Richards, a veteran of three combat deployments to Helmand province, sustained major injuries in Marjah, Afghanistan, in March 2010, when an improvised explosive device peppered him with shrapnel in the neck, groin, legs and left arm. He was later diagnosed with post-traumatic stress, his wife and lawyer said. The video was recorded during his final deployment, after he recovered from his injuries sufficiently. He was identified as 100 percent disabled by a medical board late in 2012, and cleared for medical retirement.

Richards agreed to plead guilty as the Marine Corps commandant, Gen. Jim Amos, faces allegations he sought to ensure strict punishment for Marines connected to urination video. Amos removed a three-star general initially assigned to oversee the prosecution after that general, Lt. Gen. Thomas Waldhauser, told the commandant he would not take steps to have them all tossed out of the Corps.

Amos told Waldhauser he wanted each of the Marines “crushed,” and stripped Waldhauser of his authority to prosecute the Marines shortly afterward, Waldhauser said in signed declaration filed last month in the case for another implicated Marine, Capt. James Clement.

Raechel Richards, the scout sniper’s wife, told Marine Corps Times last week that they chose the summary court-martial because they are ready to “close this chapter and move on with our lives.” He is expected to retire sometime later this month.

“We’d rather take the guarantee of preserving his medical benefits than risking it all just to clear his name,” she said. “We feel as if dragging this out any longer will just put the Marine Corps in a bad light, and we’d like to prevent that.”
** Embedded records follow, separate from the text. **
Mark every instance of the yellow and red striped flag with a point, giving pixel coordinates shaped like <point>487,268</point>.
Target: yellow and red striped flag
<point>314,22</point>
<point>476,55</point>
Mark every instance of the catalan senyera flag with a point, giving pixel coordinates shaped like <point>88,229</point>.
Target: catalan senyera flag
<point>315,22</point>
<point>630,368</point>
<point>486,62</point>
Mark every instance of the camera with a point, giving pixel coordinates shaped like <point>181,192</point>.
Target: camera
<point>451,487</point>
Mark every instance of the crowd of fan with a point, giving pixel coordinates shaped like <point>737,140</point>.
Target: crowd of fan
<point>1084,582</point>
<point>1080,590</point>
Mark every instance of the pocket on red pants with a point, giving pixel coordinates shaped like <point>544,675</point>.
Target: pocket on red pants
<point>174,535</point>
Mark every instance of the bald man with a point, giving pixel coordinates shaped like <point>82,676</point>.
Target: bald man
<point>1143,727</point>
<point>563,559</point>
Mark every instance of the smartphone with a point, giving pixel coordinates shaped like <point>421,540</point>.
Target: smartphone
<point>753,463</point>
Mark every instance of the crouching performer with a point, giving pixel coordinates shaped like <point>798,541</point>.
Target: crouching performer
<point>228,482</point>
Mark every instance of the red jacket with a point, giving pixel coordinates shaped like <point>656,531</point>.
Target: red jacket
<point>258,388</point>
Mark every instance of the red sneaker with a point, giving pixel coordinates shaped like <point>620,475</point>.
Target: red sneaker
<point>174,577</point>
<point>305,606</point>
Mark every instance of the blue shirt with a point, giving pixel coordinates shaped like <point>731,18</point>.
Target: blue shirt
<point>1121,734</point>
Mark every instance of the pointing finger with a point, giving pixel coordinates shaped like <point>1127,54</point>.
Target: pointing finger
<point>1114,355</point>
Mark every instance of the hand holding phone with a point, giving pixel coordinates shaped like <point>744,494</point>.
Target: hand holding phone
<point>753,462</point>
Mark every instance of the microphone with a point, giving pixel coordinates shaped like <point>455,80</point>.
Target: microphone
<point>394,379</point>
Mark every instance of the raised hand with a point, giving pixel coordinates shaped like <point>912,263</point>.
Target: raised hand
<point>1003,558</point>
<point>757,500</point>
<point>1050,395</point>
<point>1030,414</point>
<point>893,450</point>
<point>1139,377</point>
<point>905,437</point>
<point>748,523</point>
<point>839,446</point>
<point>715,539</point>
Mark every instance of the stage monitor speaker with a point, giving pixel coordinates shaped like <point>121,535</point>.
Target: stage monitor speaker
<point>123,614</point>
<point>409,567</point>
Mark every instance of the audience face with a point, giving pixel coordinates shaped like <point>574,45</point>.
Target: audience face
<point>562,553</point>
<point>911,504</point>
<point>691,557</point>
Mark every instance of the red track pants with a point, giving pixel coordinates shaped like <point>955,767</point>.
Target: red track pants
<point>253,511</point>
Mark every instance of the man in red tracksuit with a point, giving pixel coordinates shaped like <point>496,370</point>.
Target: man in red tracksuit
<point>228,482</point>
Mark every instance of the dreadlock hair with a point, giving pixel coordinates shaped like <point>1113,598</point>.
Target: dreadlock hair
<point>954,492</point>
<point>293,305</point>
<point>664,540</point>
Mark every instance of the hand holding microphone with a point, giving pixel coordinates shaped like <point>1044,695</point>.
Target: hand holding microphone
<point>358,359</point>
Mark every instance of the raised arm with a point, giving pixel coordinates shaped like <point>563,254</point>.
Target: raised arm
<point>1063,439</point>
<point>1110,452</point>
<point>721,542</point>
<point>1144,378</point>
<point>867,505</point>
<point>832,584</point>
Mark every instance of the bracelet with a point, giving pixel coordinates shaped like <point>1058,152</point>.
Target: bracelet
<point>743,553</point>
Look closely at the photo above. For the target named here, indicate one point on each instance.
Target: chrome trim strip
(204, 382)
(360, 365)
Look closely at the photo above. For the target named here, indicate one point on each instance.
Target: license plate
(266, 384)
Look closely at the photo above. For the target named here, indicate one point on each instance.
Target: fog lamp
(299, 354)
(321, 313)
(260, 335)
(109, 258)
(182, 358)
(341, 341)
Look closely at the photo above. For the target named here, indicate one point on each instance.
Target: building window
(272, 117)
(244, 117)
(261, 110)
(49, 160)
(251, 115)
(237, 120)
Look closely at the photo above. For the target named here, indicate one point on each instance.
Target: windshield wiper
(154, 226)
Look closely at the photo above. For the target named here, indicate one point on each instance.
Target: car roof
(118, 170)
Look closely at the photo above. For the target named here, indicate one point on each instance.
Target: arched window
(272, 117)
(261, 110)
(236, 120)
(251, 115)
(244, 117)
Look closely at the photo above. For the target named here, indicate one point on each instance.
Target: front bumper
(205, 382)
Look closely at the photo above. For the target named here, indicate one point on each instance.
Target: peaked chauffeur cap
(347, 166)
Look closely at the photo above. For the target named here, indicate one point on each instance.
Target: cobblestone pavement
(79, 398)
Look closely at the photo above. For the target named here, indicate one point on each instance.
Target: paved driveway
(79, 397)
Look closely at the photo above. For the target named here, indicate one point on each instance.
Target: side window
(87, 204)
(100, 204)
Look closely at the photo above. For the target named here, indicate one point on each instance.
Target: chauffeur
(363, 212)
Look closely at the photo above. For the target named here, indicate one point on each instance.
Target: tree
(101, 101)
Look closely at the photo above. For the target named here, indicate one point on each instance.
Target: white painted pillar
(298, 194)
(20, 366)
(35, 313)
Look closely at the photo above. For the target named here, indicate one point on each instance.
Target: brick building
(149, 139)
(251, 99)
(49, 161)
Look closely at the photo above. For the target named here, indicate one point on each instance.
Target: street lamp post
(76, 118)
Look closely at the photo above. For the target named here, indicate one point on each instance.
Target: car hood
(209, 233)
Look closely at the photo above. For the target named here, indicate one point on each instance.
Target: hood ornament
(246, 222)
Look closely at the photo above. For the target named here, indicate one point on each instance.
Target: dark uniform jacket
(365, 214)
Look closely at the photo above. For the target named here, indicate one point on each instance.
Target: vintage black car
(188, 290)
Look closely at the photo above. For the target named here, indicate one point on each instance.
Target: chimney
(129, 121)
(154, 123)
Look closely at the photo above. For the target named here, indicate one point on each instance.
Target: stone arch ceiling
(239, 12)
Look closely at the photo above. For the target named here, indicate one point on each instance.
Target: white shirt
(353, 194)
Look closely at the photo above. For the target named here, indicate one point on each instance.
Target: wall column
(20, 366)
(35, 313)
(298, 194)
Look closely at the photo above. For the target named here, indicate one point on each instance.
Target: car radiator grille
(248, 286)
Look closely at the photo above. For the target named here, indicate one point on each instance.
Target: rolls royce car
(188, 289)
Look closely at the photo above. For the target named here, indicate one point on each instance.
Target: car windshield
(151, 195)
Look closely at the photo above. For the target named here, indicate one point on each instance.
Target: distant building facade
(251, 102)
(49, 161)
The resolution for Richards leaves just Clement’s case pending. He is charged with dereliction of duty and conduct unbecoming an officer for allegedly failing to stop the misconduct of junior Marines. He was initially recommended for nonjudicial punishment in April, but refused it, asserting he was not present when the video was recorded and knew nothing about it until after his deployment.

Clement’s defense team filed a motion late last month to have the case dismissed on the grounds that the referral to special court-martial was tainted by the commandant’s inappropriate involvement. He could face trial next month.